Sporting CP and missed opportunities
They were 3-0 up at half-time of their first match, took the lead in both games against Juventus and managed to stop any Barcelona player score against them, and yet Sporting somehow have only four points from their four matches and have a negative goal difference. It’s actually impressive.


Had you told a Benfica supporter that his team would take fewer points from their first four Champions League games than Maribor, APOEL Nicosia and Qarabag, he’d probably have punched you in the face. Still, at least you’d have the moral victory.


Borussia Dortmund
Two measly points from four matches, both earned against APOEL Nicosia. Dortmund’s failure to beat the Cypriot champions over two matches should haunt them long into 2018. They have far from even sealed a Europa League place yet.
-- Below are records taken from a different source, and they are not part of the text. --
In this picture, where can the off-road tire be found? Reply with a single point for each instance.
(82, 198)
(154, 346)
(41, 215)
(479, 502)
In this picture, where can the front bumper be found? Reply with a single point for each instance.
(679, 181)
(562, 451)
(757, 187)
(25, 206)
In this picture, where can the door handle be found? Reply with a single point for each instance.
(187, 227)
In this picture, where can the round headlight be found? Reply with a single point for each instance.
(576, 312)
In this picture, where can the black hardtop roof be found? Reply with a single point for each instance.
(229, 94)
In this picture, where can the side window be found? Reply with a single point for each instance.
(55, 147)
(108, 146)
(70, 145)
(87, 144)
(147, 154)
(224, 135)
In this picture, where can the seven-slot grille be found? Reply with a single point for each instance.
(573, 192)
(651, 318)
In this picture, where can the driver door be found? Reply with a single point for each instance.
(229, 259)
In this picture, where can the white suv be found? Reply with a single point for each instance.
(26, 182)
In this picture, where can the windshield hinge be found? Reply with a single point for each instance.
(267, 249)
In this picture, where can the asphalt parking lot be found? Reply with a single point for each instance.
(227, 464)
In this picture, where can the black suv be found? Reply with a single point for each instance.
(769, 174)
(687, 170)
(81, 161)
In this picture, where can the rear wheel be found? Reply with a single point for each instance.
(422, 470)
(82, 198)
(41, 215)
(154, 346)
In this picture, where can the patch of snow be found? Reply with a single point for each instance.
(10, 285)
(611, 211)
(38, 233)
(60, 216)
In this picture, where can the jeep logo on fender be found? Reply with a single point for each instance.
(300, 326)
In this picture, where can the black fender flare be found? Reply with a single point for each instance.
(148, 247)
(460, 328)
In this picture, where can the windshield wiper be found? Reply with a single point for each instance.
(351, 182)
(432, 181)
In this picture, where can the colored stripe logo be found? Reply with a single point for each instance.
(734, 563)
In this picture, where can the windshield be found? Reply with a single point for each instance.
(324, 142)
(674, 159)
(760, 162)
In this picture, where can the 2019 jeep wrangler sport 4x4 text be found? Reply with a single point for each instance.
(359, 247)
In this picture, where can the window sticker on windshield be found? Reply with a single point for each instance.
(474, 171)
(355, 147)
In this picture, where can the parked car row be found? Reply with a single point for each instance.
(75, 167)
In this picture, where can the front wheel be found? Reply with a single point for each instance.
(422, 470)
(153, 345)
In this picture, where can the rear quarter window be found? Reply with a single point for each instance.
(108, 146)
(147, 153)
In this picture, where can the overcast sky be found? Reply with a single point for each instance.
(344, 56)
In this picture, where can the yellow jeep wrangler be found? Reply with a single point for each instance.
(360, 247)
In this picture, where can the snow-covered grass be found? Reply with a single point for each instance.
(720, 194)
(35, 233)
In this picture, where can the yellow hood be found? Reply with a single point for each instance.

A wonderful side to watch, but a side that might be wonderful to watch in the Europa League come February. Napoli must beat Shakhtar by a scoreline of greater than 2-1, beat Feyenoord away from home and hope that Manchester City do not take their foot off the gas in their final group game in Ukraine. It is a big ask for a team who should never be in such a position of desperation.


RB Leipzig
Their first Champions League campaign is likely to end in failure. If being drawn in the hyper-competitive Group G – with no standout favourite and no whipping boy – allowed Leipzig to prove themselves against their peers, they have looked daunted by that task.

Losing to Porto in Portugal was no disaster, but conceding a third goal in the last minute was. It gave Porto the advantage in the head-to-head against their opponents. Leipzig must now take three points more than Porto in their last two games to have a chance of reaching the knockout stages.